Authors confirm that there is no conflict of interest amongst them and the submitted manuscript is not under simultaneous RG7420 clinical trial consideration by any other publication. Patient described in the

case report is not alive at the time of submission. “
“Aneurysm and pseudoaneurysm of brachiocephalic artery are extremely rare conditions. Traumatic injuries can be the cause of it. The symptoms are usually nonspecific. The disease must be timely and properly diagnosed and treated in order to avoid the fatal end. 58 year-old male admitted to the Hospital of Lithuanian University of Health Sciences due to suspicion of mediastinal tumor for diagnostic endobronchial ultrasound procedure (EBUS) in July of 2010. Mediastinal tumor of 3.8 × 3.5 cm was found during chest CT scan one year before in June of 2009. Mediastinoscopy was suggested for diagnosis but not completed due to the cardiovascular problems (low ejection fraction of the left ventricle – 10%). The patient has been suffering from dilative cardiomyophathy and chronic atrial

fibrillation and has been treated with warfarin for three years. The patient used to work as sport trainer, had several chest traumas and surgery due to punctured wound of chest wall 30 years ago. The status of patient gradually deteriorated click here during one year before admission. The main patient’s complain was progressive dyspnea. Objective investigation revealed no major

findings: normal breath sounds, heart rate – 96 bpm, blood pressure – 120/80 mmHg. Chest CT scan in July 2010 showed the mediastinal tumor of the same size. During bronchoscopy at the time of admission smooth intratracheal nodule of 5 mm was found (Fig. 1). Superficial biopsy of polypoid nodule was performed with subsequent answer Morin Hydrate – normal airway mucosa. EBUS procedure was done. No clear lymph node structure or blood flow was detected. Although preliminary diagnosis was mediastinal tumor, the vascular malformation couldn’t be ruled out.
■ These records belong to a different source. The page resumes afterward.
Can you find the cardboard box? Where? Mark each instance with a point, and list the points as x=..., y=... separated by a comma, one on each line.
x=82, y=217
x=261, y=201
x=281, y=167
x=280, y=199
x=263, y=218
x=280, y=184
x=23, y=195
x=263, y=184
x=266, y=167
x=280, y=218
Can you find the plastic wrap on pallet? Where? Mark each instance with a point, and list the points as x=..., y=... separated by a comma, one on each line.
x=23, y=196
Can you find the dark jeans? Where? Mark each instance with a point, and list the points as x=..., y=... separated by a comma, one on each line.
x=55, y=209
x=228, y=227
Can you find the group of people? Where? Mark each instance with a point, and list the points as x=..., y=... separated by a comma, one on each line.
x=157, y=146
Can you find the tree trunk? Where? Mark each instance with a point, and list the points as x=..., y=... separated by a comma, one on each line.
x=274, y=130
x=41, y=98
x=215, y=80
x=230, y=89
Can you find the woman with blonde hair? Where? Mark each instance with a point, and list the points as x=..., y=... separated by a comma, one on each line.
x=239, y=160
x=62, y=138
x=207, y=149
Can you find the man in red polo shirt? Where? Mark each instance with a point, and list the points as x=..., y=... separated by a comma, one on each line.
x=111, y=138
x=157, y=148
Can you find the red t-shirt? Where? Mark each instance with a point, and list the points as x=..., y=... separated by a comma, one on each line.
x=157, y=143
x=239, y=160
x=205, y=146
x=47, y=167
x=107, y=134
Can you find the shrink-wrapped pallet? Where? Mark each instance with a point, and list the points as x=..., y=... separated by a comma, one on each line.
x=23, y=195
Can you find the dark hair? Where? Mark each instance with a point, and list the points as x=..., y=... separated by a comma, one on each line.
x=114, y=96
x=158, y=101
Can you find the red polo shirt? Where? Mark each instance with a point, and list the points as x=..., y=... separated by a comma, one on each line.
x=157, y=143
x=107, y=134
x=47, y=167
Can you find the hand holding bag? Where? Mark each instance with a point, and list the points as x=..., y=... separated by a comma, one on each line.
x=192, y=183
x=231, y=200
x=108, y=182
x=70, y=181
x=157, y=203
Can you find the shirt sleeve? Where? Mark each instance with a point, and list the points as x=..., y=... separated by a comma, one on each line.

One month later massive hemoptysis started. Urgent bronchoscopy revealed large right-sided mass and intratracheal wall dislocation due to the possible mediastinal tumor in the same location as the polyp in the first image (Fig. 2). Repeated chest CT scan (Fig. 3a–c) on August 2010 showed increasing tumor of size 4.0 × 3.2 × 4.0 cm in the mediastinum and pseudoaneurysm of brachiocephalic artery was suspected. The diagnosis was later confirmed by aortography (Fig. 4). The patient underwent successful aneurysmectomy. Aneurysm of brachiocephalic artery is a rare disease and could be caused by variety of diseases.1 and 4 Pseudoaneurysm of brachiocephalic artery is much more rare condition and traumatic injuries are the most frequent cause of this pathology.